Where do you get your data?

Here’s a question I get fairly frequently from various types of people: Where do you get your data? This is sometimes followed up quickly with “Can we use some of your data?”

My contention is that if someone asks you these questions, start looking for the exits.

There are of course legitimate reasons why someone might ask you this question. For example, they might be interested in the source of the data to verify its quality. But too often, they are interested in getting the data because they believe it would be a good fit to a method that they have recently developed. Even if that is in fact true, there are some problems.

Before I go on, I need to clarify that I don’t have a problem with data sharing per se, but I usually get nervous when a person’s opening line is “Where do you get your data?” This question presumes a number of things that are usually signs of a bad collaborator:

  • The data are just numbers. My method works on numbers, and these data are numbers, so my method should work here. If it doesn’t work, then I’ll find some other numbers where it does work.
  • The data are all that are important. I’m not that interested in working with an actual scientist on an important problem that people care about, because that would be an awful lot of work and time (see here). I just care about getting the data from whomever will give it to me. I don’t care about the substantive context.
  • Once I have the data, I’m good, thank you. In other words, the scientific process is modular. Scientists generate the data and once I have it I’ll apply my method until I get something that I think makes sense. There’s no need for us to communicate. That is unless I need you to help make the data pretty and nice for me.

The real question that I think people should be asking is “Where do you find such great scientific collaborators?” Because it’s those great collaborators that generated the data and worked hand-in-hand with you to get intelligible results.

Niels Keiding wrote a provocative commentary about the tendency for statisticians to ignore the substantive context of data and to use illustrative/toy examples over and over again.
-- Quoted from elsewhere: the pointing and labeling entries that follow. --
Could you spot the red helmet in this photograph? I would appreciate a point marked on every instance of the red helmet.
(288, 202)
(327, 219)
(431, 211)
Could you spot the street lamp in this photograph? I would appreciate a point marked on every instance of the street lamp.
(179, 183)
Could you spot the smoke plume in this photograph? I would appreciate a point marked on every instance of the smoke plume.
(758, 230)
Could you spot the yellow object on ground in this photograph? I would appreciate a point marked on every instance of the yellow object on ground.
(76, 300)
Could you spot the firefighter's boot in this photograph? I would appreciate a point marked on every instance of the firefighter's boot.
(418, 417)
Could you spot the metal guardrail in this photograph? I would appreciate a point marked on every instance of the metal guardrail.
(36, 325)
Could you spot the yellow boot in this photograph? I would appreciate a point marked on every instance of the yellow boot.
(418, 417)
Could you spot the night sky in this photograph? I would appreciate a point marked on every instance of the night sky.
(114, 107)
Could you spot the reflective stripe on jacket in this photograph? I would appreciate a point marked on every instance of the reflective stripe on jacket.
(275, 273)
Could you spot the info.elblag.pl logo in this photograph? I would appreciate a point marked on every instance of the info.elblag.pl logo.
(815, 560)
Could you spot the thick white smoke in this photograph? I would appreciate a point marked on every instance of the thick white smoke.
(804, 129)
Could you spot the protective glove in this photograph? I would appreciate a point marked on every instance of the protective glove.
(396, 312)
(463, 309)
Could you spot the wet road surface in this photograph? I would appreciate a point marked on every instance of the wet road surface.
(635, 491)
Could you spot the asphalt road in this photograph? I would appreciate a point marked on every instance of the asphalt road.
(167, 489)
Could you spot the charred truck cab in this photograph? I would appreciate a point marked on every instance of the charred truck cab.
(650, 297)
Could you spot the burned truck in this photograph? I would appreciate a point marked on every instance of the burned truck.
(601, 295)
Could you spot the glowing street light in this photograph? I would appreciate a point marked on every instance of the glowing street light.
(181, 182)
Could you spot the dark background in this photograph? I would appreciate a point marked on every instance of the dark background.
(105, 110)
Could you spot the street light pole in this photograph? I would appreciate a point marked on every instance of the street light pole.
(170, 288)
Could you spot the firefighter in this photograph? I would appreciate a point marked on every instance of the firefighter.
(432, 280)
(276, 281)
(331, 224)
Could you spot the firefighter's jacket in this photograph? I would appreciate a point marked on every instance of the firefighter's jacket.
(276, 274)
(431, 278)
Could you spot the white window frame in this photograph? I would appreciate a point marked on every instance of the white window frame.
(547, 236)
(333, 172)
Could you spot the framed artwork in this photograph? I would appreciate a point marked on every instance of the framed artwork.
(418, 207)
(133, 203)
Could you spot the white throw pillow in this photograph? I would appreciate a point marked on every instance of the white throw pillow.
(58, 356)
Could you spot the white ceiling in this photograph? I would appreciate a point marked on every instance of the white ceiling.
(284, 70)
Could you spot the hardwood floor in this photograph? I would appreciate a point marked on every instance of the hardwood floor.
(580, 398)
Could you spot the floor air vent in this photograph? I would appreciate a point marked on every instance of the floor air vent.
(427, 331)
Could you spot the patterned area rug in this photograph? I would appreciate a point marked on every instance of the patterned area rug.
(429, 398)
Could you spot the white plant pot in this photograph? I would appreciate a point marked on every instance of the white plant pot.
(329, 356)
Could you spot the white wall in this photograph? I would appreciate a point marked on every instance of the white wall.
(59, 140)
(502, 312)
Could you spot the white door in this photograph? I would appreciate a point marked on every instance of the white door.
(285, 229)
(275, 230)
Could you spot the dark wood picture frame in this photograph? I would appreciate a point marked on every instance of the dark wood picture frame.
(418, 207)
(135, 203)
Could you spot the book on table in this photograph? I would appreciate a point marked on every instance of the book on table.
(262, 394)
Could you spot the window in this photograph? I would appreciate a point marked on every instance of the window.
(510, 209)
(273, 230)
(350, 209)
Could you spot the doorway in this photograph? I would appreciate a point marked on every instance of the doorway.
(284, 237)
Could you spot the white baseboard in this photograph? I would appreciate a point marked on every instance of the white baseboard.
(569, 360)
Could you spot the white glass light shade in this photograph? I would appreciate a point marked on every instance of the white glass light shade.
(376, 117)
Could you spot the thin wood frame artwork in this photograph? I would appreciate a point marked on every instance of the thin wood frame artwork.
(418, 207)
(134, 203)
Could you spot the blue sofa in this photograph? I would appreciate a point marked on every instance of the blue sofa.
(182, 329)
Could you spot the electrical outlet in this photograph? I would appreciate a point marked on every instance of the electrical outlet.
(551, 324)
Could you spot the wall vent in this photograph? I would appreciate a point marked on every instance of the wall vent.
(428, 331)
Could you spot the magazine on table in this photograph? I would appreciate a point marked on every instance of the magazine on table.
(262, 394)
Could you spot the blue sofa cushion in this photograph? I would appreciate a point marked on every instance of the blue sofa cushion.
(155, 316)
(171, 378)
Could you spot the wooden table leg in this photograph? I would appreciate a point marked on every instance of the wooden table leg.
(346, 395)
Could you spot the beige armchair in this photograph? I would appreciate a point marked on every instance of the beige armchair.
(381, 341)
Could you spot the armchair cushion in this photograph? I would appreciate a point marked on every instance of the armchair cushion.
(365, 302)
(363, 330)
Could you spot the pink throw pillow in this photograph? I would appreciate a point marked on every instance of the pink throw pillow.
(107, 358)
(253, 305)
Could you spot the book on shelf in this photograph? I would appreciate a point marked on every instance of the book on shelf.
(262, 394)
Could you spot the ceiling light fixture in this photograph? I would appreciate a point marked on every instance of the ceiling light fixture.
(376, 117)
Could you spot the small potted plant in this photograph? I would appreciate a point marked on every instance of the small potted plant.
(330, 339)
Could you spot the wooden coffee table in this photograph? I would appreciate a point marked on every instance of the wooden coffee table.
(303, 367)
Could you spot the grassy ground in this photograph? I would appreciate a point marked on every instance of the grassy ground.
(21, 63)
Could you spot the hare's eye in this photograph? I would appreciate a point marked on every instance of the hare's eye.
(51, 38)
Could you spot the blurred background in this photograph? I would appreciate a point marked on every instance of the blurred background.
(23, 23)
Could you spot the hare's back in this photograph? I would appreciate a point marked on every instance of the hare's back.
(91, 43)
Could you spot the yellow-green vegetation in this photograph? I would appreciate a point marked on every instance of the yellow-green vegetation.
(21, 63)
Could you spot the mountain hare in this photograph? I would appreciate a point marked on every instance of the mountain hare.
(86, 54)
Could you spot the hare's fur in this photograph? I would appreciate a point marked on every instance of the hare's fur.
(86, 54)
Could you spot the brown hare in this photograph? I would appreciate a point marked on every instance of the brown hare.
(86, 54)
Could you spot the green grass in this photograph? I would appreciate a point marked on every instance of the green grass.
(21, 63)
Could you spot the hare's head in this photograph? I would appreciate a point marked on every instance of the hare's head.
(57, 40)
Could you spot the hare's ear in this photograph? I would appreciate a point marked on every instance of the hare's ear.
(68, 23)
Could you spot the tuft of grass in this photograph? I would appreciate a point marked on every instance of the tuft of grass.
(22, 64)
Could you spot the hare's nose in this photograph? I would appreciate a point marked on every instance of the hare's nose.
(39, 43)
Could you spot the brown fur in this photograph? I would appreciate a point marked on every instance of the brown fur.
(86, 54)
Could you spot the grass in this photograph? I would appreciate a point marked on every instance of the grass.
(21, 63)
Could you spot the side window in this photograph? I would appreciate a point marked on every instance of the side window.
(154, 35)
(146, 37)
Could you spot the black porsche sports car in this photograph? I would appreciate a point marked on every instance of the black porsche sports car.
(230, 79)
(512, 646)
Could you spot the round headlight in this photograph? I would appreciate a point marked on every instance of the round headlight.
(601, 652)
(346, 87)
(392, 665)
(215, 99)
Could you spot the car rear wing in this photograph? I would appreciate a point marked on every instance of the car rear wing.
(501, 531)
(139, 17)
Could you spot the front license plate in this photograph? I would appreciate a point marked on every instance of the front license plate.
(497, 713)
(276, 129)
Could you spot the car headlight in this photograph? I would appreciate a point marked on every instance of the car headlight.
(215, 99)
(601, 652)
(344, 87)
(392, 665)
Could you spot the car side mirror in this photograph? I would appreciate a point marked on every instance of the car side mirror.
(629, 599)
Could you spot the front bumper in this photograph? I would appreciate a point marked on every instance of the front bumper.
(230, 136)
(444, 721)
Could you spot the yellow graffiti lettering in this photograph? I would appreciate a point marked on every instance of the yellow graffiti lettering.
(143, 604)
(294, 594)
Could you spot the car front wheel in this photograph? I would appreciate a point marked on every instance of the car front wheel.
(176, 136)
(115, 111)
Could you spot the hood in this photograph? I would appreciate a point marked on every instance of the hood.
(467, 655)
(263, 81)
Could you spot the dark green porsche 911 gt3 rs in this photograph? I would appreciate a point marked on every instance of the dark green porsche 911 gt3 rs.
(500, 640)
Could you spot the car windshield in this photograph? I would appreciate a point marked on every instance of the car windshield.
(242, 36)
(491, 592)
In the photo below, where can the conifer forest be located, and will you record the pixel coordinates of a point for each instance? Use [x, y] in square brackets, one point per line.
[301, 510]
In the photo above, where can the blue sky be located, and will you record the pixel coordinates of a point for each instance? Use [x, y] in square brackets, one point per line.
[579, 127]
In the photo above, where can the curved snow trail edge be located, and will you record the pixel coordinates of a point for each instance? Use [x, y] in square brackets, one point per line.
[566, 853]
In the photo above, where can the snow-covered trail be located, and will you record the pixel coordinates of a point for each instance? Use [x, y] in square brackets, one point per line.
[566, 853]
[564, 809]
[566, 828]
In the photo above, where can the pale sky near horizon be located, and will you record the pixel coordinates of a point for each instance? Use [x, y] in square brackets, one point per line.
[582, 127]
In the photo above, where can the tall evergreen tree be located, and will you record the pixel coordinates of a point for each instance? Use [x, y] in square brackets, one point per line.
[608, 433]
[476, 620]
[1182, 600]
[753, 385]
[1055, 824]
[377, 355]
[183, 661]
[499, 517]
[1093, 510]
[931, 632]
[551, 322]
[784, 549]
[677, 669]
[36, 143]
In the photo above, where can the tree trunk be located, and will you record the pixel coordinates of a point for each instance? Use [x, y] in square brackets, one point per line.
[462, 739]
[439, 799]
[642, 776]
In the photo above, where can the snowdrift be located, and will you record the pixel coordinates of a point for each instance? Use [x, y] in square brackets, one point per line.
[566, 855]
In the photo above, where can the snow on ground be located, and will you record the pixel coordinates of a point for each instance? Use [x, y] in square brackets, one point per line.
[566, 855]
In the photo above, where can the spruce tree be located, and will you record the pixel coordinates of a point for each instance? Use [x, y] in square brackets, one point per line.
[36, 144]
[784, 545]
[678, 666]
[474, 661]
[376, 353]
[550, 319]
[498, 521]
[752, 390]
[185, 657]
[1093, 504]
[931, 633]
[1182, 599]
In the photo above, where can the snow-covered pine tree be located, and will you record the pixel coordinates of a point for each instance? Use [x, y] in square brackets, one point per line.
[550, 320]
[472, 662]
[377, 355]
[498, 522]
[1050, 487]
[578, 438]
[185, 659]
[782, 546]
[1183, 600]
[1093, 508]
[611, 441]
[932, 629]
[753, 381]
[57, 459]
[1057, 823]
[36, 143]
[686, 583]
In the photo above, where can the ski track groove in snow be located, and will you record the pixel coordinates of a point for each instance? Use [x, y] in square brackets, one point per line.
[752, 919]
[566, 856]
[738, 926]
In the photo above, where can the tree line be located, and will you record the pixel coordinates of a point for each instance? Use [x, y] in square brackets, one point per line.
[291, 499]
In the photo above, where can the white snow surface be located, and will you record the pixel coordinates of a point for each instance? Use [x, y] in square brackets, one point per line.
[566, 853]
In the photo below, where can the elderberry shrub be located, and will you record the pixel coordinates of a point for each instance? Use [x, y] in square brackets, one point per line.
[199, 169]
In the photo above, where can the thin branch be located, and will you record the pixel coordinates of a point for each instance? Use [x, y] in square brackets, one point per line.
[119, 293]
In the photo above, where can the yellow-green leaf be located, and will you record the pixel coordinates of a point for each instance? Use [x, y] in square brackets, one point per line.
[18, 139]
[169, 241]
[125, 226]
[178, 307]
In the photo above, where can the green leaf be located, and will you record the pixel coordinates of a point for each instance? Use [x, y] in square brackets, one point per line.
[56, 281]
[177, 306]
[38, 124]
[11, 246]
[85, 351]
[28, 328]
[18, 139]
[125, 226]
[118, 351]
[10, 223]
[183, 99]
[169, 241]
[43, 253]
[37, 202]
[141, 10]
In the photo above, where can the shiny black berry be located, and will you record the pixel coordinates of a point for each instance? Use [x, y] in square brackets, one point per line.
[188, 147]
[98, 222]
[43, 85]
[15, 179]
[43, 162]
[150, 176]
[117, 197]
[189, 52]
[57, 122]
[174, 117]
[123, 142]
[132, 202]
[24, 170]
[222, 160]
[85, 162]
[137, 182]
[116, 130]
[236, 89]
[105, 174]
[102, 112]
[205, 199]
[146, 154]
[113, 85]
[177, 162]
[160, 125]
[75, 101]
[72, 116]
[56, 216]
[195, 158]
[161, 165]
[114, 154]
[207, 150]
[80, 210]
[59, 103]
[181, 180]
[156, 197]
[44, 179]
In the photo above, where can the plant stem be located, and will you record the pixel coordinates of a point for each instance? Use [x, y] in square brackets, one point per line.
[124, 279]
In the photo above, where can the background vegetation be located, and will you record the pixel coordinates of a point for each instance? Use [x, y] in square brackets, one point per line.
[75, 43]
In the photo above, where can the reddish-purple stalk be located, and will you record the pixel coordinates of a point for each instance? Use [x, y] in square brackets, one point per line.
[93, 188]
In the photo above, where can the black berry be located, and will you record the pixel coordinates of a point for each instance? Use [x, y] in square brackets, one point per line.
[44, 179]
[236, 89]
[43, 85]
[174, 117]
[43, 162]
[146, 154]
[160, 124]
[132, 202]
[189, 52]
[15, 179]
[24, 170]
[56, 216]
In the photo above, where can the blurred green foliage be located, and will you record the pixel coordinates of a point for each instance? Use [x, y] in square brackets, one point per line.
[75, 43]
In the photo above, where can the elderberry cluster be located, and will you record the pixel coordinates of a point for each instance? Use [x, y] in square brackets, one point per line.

He argued that because of this tendency, we should not be so excited about reproducible research, because as more data become available, we will see more examples of people ignoring the science.

I disagree that this is an argument against reproducible research, but I agree that statisticians (and others) do have a tendency to overuse datasets simply because they are “out there” (stackloss data, anyone?). However, it’s probably impossible to stop people from conducting poor science in any field, and we shouldn’t use the possibility that this might happen in statistics to prevent research from being more reproducible in general. 

But I digress…. My main point is that people who simply ask for “the data” are probably not interested in digging down and understanding the really interesting questions.